Generative vs Agentic AI Shaping the Future of AI Collaboration
AI Summary
Summary: Difference Between Generative AI and Agentic AI
- Generative AI
- Definition: Reactive systems that generate content based on user prompts.
- Functionality: Generates text, images, code, or audio using patterns learned during training on massive datasets.
- Nature: Sophisticated pattern-matching; operations end at generation without further steps.
- Agentic AI
- Definition: Proactive systems that take action towards goals following a user prompt.
- Functionality: Perceives environment, decides and executes actions, learns from outputs with minimal human intervention.
- Common Foundation:
- Both approaches often utilize Large Language Models (LLMs) as their backbone.
- LLMs support both generative tasks and provide reasoning for agentic actions.

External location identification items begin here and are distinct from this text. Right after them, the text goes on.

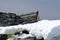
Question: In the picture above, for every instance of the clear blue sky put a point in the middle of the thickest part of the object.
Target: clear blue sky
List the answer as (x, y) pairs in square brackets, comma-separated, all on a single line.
[(49, 9)]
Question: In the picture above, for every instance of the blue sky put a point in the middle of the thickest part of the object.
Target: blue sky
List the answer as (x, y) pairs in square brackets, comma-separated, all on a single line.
[(49, 9)]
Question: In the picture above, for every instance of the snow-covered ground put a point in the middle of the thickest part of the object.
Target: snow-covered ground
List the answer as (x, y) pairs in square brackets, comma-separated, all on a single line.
[(49, 29)]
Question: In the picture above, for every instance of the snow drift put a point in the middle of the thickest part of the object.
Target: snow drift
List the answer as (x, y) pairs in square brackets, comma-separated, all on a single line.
[(49, 29)]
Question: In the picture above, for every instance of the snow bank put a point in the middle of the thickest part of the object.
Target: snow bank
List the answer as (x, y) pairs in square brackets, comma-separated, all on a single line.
[(45, 28)]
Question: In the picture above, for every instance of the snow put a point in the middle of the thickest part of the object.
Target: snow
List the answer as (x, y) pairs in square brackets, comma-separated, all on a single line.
[(49, 29)]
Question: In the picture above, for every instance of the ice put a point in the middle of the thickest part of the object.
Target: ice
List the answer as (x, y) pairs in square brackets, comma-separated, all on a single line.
[(49, 29)]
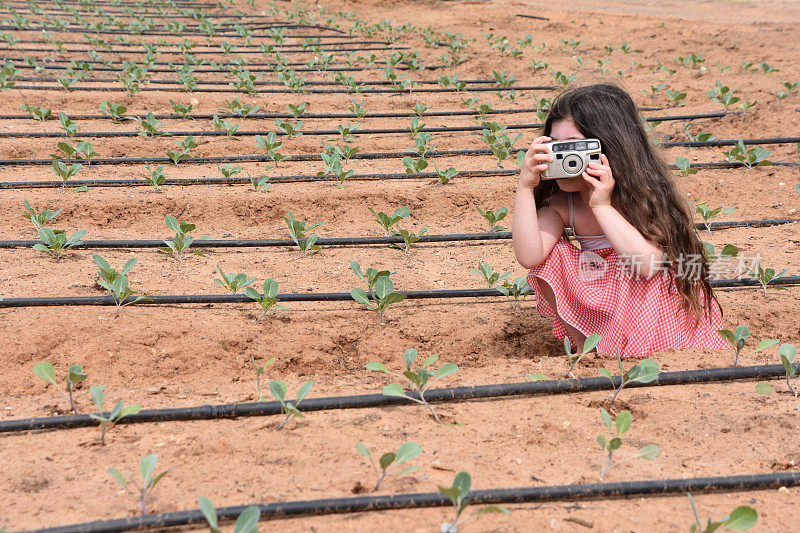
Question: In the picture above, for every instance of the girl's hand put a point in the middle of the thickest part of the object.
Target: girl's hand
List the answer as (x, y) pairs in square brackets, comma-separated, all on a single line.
[(536, 161), (599, 178)]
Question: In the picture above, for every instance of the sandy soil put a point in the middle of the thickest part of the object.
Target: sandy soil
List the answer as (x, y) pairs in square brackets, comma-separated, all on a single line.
[(192, 355)]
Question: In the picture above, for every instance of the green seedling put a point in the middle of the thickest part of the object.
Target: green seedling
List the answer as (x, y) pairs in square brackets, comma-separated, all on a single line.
[(750, 157), (260, 370), (233, 282), (737, 339), (707, 213), (298, 229), (518, 289), (156, 178), (38, 113), (764, 276), (491, 277), (390, 460), (788, 352), (359, 109), (227, 126), (75, 375), (278, 390), (185, 146), (229, 170), (247, 521), (146, 468), (181, 109), (741, 519), (182, 240), (122, 293), (382, 296), (572, 359), (645, 371), (618, 428), (789, 89), (684, 166), (39, 219), (150, 126), (268, 300), (113, 110), (387, 222), (677, 97), (457, 494), (722, 94), (420, 380), (493, 217), (69, 127), (408, 237), (56, 243), (117, 413)]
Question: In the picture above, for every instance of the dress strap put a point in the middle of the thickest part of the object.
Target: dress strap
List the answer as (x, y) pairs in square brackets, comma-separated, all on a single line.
[(569, 200)]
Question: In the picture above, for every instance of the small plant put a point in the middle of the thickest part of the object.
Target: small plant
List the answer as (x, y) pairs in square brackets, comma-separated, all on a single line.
[(233, 282), (278, 390), (117, 413), (390, 460), (75, 375), (707, 213), (493, 217), (113, 110), (645, 371), (298, 229), (181, 109), (737, 339), (56, 243), (684, 166), (518, 289), (247, 522), (764, 276), (750, 157), (156, 178), (182, 240), (419, 380), (458, 495), (39, 219), (260, 370), (741, 519), (788, 352), (618, 427), (146, 468), (572, 359), (268, 300)]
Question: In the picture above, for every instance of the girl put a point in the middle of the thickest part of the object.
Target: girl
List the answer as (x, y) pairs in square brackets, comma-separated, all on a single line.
[(640, 277)]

- Real-World Applications:
- Generative AI in creative tasks, e.g., content creation and reviewing scripts.
- Agentic AI in scenarios requiring multi-step processes, e.g., personal shopping agents managing purchases, monitoring prices, and coordinating deliveries.
- Reasoning Capabilities:
- Agentic AI employs LLMs for chain of thought reasoning, breaking down complex tasks into actionable steps.
- Example: Organizing a conference involves a logical process of determining requirements, researching venues, and checking availability.
- Future of AI:
- The most powerful AI systems will likely combine both generative and agentic capabilities, acting as intelligent collaborators.
- Example: An agent that generates contextual content for projects or tasks as needed.